There’s just one problem – Monsieur Perdu cannot heal himself. For over twenty years he has lived alone in his apartment trying to forget his lost love and by doing so, he has also forgotten how to live.

I see that I have grown old without noticing. How time has passed. All that damn lost time.

The writer’s descriptions of Jean’s neighbours conjure an immediate presence of them. All of the tenants are unique characters it seems, but none more-so than the new arrival, Catherine, who has nothing, not even a stick of furniture to her name. Even so, she appears to have piqued the bookseller’s interest.

The discovery of a lost letter that had been tucked away in an old drawer of a dusty table Monsieur Perdu loans to Catherine causes the bookseller to do something completely unthinkable – he cuts the ties of the book pharmacy to make personal pilgrimage and confront his past.

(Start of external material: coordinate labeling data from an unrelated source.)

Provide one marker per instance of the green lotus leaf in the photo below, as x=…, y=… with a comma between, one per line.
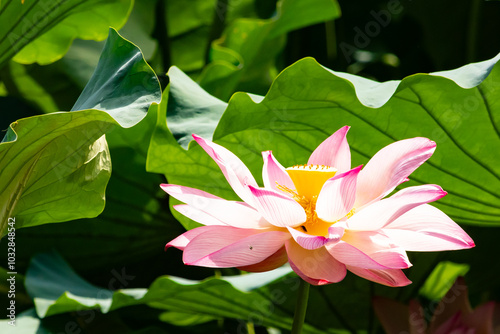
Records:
x=55, y=167
x=42, y=31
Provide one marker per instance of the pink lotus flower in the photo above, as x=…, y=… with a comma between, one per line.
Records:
x=452, y=315
x=323, y=217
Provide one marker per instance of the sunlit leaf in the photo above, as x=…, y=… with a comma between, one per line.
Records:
x=55, y=167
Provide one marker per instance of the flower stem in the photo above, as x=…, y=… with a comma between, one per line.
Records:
x=300, y=307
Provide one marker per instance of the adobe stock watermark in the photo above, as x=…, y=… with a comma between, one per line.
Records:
x=373, y=28
x=11, y=270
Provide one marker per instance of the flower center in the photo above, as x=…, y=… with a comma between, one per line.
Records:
x=309, y=179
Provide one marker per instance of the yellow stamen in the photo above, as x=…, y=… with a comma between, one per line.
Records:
x=309, y=179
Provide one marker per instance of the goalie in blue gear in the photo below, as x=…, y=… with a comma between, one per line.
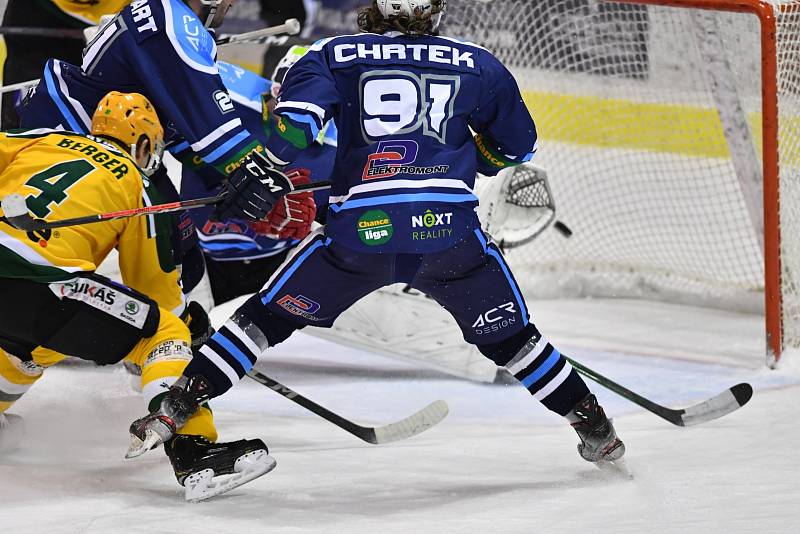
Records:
x=402, y=209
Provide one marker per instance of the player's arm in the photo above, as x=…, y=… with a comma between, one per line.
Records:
x=184, y=84
x=506, y=134
x=308, y=100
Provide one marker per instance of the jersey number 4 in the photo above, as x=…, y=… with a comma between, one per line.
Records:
x=53, y=184
x=397, y=102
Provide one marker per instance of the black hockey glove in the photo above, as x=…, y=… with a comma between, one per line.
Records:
x=252, y=190
x=199, y=325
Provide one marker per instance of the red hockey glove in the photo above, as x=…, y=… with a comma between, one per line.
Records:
x=292, y=215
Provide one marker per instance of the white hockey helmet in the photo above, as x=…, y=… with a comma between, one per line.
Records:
x=413, y=9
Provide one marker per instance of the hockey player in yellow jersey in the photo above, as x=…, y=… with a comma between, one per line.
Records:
x=52, y=303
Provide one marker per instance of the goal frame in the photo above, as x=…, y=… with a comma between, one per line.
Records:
x=773, y=297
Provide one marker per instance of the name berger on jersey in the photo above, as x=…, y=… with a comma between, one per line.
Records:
x=118, y=167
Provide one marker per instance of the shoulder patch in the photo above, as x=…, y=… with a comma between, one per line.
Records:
x=193, y=43
x=244, y=86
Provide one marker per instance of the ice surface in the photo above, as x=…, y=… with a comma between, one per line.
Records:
x=498, y=463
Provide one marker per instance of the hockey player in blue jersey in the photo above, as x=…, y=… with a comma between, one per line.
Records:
x=164, y=50
x=240, y=255
x=401, y=210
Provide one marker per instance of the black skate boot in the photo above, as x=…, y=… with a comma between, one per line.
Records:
x=599, y=442
x=197, y=462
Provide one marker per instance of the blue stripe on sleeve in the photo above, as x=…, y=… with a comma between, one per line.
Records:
x=227, y=147
x=303, y=119
x=397, y=199
x=62, y=106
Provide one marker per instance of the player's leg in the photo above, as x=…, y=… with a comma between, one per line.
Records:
x=316, y=283
x=473, y=282
x=162, y=359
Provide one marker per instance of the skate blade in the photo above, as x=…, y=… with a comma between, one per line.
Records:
x=618, y=467
x=138, y=447
x=202, y=485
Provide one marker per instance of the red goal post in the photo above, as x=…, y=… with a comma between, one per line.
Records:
x=765, y=11
x=603, y=56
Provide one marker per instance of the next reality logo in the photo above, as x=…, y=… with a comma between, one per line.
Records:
x=431, y=225
x=396, y=157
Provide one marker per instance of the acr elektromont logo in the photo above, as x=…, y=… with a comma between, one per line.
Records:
x=375, y=228
x=396, y=157
x=299, y=305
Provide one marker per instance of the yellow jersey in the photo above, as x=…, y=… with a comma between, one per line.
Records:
x=90, y=11
x=64, y=175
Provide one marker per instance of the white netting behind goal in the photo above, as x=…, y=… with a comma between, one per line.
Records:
x=650, y=129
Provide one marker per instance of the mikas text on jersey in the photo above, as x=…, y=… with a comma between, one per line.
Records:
x=118, y=167
x=422, y=53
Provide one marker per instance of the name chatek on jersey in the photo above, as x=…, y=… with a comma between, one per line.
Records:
x=396, y=157
x=432, y=53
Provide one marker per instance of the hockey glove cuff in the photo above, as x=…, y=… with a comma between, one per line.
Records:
x=252, y=190
x=293, y=215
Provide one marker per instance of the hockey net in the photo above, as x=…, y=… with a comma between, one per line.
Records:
x=668, y=129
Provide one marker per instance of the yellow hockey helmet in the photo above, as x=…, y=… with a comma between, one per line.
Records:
x=127, y=117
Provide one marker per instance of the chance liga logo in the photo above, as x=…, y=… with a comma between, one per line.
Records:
x=396, y=157
x=375, y=228
x=431, y=225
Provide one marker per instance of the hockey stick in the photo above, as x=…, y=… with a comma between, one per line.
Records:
x=18, y=86
x=412, y=425
x=15, y=210
x=290, y=27
x=64, y=33
x=726, y=402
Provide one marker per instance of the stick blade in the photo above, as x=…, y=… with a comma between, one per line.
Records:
x=292, y=26
x=726, y=402
x=412, y=425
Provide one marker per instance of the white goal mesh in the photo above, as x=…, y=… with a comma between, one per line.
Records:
x=650, y=124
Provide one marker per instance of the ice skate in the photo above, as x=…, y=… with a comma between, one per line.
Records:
x=12, y=430
x=599, y=442
x=198, y=463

Along the way, he picks up a few waifs and strays and with only books to use as currency, their antics are challenging and bizarre, but are balanced with carefully placed wit.

During the journey the odd crew has time for a lot of soul searching. But what will Jean Perdu find when he reaches his destination, and will it be the medicine he so badly needs for to help him to heal?

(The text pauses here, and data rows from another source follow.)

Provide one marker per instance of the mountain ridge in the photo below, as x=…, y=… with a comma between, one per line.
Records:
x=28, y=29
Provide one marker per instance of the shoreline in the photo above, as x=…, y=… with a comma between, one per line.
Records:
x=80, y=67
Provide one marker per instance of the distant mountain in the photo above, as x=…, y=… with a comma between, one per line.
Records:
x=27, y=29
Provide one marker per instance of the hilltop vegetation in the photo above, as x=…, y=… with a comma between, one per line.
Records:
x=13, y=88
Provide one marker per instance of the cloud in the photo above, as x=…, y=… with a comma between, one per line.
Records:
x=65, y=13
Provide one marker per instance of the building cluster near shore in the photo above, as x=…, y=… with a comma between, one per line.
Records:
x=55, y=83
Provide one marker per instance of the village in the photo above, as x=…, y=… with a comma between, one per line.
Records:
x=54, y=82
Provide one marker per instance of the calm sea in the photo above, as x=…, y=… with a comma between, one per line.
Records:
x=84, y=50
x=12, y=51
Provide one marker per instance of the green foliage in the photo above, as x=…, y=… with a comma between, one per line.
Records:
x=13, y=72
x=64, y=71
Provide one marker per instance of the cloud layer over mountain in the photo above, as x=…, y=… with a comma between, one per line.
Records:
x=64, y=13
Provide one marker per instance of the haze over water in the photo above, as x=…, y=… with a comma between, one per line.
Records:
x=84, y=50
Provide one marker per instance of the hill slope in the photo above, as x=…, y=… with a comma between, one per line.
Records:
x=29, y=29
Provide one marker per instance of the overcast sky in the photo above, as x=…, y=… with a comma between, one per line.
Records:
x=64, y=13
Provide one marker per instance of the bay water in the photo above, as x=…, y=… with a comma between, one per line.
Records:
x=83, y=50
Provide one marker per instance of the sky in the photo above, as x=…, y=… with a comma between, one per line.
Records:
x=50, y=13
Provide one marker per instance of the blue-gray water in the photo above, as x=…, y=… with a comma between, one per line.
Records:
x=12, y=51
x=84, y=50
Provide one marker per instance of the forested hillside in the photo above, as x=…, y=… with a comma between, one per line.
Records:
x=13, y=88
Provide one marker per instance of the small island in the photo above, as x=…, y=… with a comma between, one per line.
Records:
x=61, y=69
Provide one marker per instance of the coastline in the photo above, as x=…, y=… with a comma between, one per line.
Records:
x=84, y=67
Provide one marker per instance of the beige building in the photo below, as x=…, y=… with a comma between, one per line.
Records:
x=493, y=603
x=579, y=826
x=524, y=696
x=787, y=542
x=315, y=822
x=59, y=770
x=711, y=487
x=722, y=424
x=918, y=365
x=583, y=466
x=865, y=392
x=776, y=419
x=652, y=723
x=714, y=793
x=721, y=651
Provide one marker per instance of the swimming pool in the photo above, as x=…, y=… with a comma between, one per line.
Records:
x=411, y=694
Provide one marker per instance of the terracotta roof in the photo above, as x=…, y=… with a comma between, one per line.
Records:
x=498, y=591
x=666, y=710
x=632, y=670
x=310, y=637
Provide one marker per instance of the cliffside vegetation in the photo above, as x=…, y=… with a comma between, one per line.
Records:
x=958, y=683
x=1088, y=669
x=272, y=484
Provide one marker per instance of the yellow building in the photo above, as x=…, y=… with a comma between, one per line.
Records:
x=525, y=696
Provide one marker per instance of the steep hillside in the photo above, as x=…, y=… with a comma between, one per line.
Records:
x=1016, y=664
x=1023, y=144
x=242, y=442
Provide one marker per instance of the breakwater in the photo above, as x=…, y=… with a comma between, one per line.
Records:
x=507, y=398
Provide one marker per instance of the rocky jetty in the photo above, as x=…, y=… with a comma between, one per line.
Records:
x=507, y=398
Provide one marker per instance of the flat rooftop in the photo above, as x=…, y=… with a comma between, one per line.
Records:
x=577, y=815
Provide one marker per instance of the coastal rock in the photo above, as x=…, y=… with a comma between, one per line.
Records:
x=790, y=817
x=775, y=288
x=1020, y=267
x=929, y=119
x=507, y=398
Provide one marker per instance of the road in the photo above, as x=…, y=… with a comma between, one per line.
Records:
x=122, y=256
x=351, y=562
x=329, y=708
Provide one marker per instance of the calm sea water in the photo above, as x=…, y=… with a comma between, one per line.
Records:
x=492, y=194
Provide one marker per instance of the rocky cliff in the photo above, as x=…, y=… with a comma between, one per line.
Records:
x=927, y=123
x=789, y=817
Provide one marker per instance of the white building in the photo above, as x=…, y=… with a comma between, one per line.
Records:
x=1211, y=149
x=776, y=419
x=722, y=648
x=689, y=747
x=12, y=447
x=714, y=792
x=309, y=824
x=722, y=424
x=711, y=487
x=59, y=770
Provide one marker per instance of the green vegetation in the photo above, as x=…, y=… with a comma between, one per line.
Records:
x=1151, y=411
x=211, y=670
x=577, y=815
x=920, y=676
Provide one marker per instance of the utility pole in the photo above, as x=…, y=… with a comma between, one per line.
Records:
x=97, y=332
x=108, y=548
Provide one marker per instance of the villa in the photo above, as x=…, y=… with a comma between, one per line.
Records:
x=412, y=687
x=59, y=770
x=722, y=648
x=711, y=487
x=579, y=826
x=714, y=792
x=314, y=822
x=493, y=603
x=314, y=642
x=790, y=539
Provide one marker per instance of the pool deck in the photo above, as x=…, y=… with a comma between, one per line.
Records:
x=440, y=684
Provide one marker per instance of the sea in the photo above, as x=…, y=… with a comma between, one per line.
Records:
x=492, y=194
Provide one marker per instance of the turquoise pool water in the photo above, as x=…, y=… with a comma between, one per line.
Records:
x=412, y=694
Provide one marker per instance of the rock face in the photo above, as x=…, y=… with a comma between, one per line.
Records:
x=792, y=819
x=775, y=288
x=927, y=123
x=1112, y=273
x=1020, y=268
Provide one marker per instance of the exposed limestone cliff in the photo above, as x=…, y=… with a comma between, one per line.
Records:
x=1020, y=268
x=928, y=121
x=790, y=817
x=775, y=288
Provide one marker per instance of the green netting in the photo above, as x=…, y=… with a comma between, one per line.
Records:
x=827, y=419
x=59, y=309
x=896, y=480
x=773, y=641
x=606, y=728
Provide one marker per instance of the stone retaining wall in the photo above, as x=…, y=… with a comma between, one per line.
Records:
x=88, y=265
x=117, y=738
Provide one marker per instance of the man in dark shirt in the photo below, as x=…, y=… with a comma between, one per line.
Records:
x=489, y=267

For all his quirks and failings, it would be hard not to warm to the lonely bookseller. He and his neighbour (and uninvited crewmate), Max, a panicking debut author who is suffering from ‘second-book’ syndrome, had a great rapport – some of the exchanges between them were priceless.

My diagnosis:

‘The Little Paris Bookshop’ is such a wonderful tale of love, life and loss, with plenty of literary references for every possible ailment. Perhaps I will find myself recommending Monsieur Perdu’s story to others, as it is also heart-warming and thoughtful:

…a book is both medic and medicine at once. It makes a diagnosis as well as offering therapy. Putting the right novels to the appropriate ailments: that’s how I sell books – Monsieur Jean Perdu

Rating: 4/5

(My sincere thanks to the publisher for providing a copy of this GORGEOUS book for review. It really is a marvel – and one of the prettiest covers I’ve seen in a while!)